Saturday, October 5, 2019

What did Donald Trump do today?

He insisted everything was fine with the North Korea talks that North Korea has walked out of.

The North Korean envoy to nuclear talks with the United States has left a meeting in Sweden and declared himself "very displeased." Kim Myong-gil addressed reporters today:

The negotiation did not live up to our expectations and broke down. I am very displeased. It is entirely because the U.S. has not discarded its old stance and attitude that the negotiation this time failed to produce any results. 
...While having so far hinted at a flexible approach, new method and creative solution, the U.S. has heightened expectations. But it came out with nothing, greatly disappointed us and sapped our appetite for negotiations. We have already clearly explained to the U.S. what calculation method was needed and given it sufficient time, but the U.S. came to the negotiations empty-handed and this, after all, shows it is not willing to solve the issue.

Trump's State Department, on the other hand, insisted that everything was fine.

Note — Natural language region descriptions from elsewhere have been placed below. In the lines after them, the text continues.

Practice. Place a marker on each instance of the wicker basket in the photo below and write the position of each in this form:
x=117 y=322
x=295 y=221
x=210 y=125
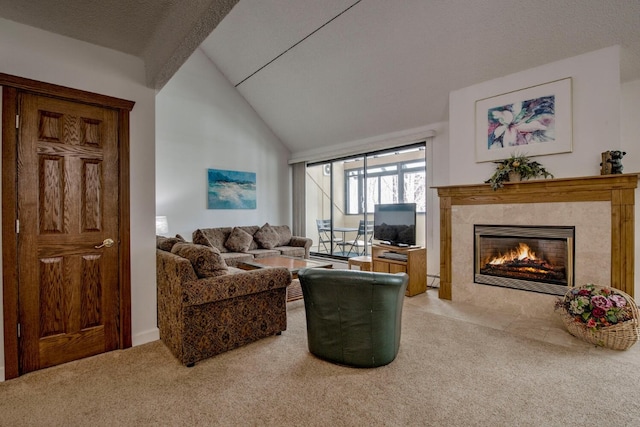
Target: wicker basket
x=620 y=336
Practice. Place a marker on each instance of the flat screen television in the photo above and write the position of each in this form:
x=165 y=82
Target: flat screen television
x=395 y=224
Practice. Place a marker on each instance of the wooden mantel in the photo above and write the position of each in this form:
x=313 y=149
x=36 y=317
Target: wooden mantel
x=618 y=189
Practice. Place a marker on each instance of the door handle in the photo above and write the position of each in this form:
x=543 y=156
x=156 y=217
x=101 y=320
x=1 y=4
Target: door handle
x=105 y=243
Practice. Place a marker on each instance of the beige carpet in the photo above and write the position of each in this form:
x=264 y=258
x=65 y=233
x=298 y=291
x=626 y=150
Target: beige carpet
x=448 y=373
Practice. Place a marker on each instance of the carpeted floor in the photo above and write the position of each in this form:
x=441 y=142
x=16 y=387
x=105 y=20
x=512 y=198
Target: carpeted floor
x=294 y=291
x=449 y=372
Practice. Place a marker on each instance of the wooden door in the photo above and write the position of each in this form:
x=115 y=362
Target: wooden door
x=67 y=203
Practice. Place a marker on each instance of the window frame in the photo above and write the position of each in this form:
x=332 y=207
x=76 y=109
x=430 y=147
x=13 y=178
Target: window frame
x=400 y=172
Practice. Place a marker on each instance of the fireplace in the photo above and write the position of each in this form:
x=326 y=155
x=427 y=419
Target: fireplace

In a statement, a spokesperson claimed that the North Korean comments "do not reflect the content or the spirit" of the talks, and said that the U.S. had "proposed to accept the invitation of our Swedish hosts to return to Stockholm to meet again in two weeks time, in order to continue discussions." North Korea has not agreed to come back to the table.

Under normal circumstances, North Korean claims should be treated very skeptically. But more or less by definition, if a country says talks with an enemy nation aren't going well, they aren't.

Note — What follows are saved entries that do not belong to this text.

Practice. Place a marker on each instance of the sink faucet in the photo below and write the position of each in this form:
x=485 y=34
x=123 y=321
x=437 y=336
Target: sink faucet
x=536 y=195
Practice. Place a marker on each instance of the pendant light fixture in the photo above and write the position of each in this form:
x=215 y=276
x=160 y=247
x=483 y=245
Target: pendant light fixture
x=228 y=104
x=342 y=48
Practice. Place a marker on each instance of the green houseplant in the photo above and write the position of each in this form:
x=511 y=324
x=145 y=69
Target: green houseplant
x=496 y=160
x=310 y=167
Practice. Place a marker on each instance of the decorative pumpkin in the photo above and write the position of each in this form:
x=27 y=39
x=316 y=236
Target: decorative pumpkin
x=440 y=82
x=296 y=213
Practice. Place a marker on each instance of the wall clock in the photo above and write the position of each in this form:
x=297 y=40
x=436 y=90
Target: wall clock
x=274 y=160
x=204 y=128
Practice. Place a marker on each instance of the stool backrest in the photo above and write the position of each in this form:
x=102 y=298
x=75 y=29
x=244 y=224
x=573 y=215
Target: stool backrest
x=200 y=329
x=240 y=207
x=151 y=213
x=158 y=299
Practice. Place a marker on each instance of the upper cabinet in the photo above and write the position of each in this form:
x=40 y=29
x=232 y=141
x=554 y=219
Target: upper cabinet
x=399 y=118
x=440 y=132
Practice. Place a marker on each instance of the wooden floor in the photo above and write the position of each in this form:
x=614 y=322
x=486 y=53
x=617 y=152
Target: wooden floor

Trump long ago declared the North Korean nuclear threat over, which has given Kim Jong-un a great deal of leverage over him, since Trump can hardly afford another high-profile failure in an election season. But in reality, the Kim regime has taken no steps whatsoever towards denuclearization—or even agreed that "denuclearization" means giving up its nuclear arsenal. Instead, it has ramped up its missile program

To be clear, Trump himself made no comment on North Korea today, spending his Saturday as usual playing golf and rage-tweeting. In fact, Trump has almost completely avoided the topic of North Korea for months, except to shrug at missile tests and enthuse about the letters he gets from Kim Jong-un.

Why does this matter?

  • This is why you don't declare a problem solved until it's actually solved.
  • The safety of the United States from nuclear-armed dictators is more important than Donald Trump's political problems.